NASHVILLE, Tenn. (AP) -- Casting doubt on the long-held belief that Andrew Jackson slowly died of mercury and lead poisoning, researchers reported Wednesday that the president known as "Old Hickory" instead died of kidney failure.
The researchers analyzed two strands of hair clipped from Jackson in 1815 and 1839 and preserved by The Hermitage, his Tennessee plantation.While the mercury and lead levels found in the hair were "significantly elevated," they were not toxic, said Dr. Ludwig Deppisch, a pathologist with Northeastern Ohio Universities College of Medicine and Forum Health.
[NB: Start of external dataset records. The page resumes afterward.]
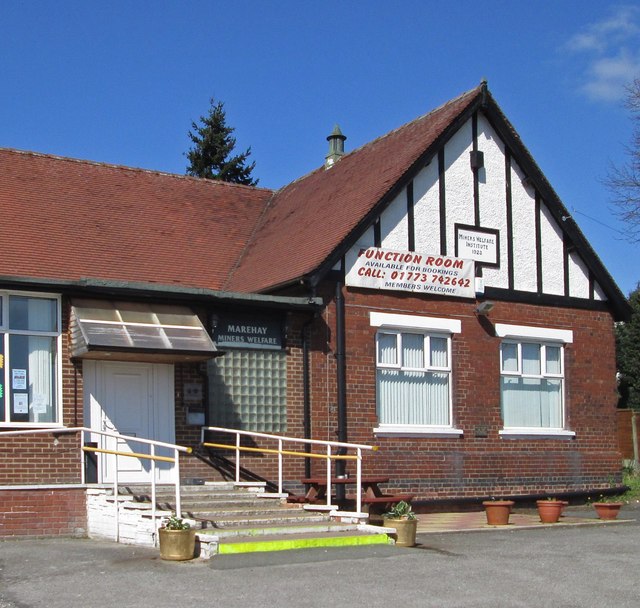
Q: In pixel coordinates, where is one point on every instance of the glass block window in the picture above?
(248, 390)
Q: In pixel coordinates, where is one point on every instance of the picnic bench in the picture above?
(372, 494)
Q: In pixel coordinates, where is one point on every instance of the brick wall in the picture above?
(625, 432)
(42, 512)
(474, 465)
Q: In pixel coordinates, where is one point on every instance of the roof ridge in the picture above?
(424, 116)
(106, 165)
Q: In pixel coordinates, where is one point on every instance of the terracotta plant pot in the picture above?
(607, 510)
(405, 530)
(177, 545)
(498, 511)
(550, 510)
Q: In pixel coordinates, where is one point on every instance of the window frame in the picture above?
(545, 338)
(428, 327)
(6, 332)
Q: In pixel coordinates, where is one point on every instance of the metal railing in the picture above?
(329, 456)
(151, 456)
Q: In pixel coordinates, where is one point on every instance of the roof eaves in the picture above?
(124, 168)
(152, 290)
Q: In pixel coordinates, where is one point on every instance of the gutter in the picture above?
(153, 290)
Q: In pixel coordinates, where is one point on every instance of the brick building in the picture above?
(427, 293)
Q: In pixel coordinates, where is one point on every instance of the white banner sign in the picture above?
(376, 268)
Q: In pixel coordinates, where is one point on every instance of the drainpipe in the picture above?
(341, 379)
(306, 390)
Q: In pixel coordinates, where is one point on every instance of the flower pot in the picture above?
(497, 511)
(177, 545)
(550, 510)
(405, 530)
(607, 510)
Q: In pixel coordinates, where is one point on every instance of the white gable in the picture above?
(532, 253)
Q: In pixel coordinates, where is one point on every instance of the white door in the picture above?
(134, 399)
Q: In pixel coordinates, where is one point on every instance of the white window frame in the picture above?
(436, 327)
(6, 333)
(544, 337)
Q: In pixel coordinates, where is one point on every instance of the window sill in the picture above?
(534, 433)
(31, 426)
(402, 430)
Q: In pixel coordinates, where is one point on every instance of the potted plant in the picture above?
(608, 507)
(177, 539)
(497, 511)
(550, 510)
(403, 519)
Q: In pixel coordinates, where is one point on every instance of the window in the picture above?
(532, 379)
(413, 374)
(248, 390)
(29, 361)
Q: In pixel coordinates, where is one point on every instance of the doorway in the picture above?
(135, 399)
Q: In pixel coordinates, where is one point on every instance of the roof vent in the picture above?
(336, 147)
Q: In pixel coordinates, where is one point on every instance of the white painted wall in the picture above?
(493, 214)
(426, 209)
(493, 207)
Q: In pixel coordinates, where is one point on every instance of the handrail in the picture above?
(329, 456)
(152, 443)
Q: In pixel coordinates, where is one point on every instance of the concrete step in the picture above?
(302, 527)
(257, 520)
(212, 511)
(288, 542)
(231, 519)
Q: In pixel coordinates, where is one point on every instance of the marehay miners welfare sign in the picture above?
(376, 268)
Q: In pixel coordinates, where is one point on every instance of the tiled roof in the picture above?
(68, 219)
(308, 219)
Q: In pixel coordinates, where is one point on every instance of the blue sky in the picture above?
(121, 82)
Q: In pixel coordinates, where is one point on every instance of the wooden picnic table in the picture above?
(318, 486)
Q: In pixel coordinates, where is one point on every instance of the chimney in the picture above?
(336, 147)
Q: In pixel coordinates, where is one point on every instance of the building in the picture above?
(427, 293)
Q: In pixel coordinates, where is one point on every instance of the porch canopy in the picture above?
(138, 331)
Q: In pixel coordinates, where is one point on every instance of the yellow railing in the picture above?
(152, 457)
(329, 456)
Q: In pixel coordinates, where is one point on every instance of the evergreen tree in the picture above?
(628, 355)
(211, 155)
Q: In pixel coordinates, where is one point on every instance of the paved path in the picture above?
(562, 566)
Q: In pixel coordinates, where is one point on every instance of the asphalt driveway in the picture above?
(579, 566)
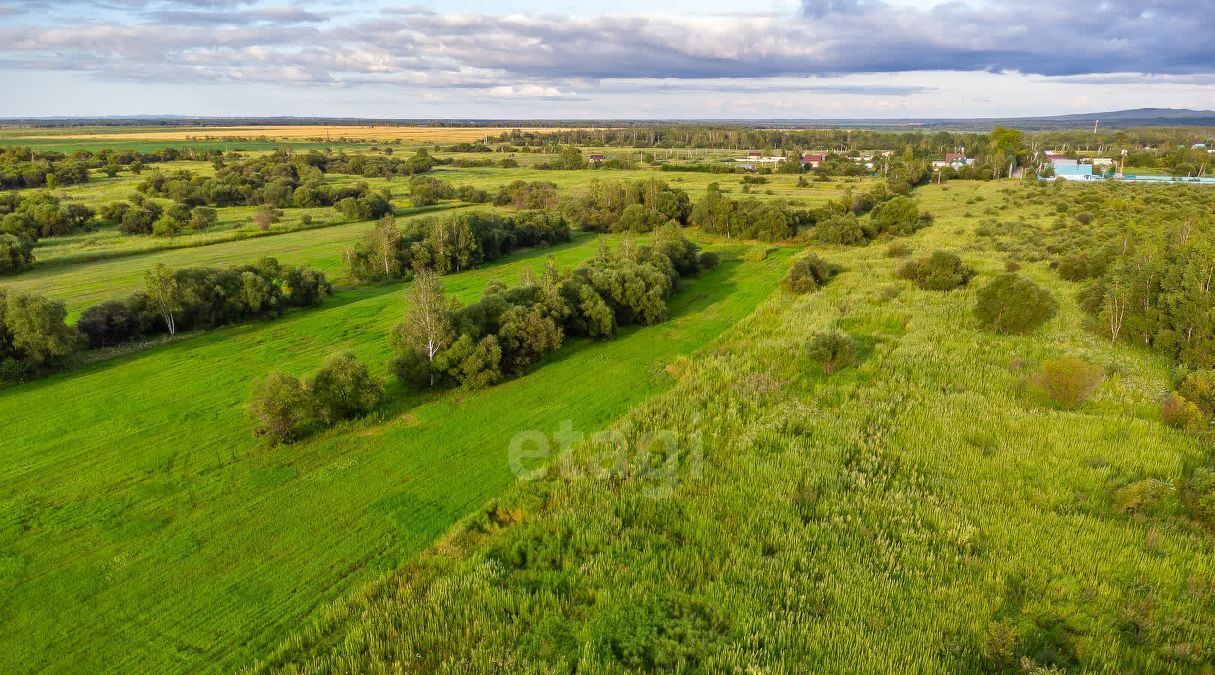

The research is published in Wednesday's Journal of the American Medical Association.
Historians have long thought that the seventh president died of mercury and lead poisoning from two bullets in his body and the 19th-century medications he took for intestinal problems. He died in 1845 at age 78.
Jackson, who served from 1829-37, was among the sickest of all presidents. Many of his symptoms were consistent with mercury and lead poisoning, including excessive salivation, rapid tooth loss, colic, diarrhea, hand tremors, irritability, mood swings and paranoia.
Some historians believed Jackson's frequent ingestion of calomel (mercurous chloride) and sugar of lead (lead acetate) for intestinal ailments caused the symptoms and led to his death.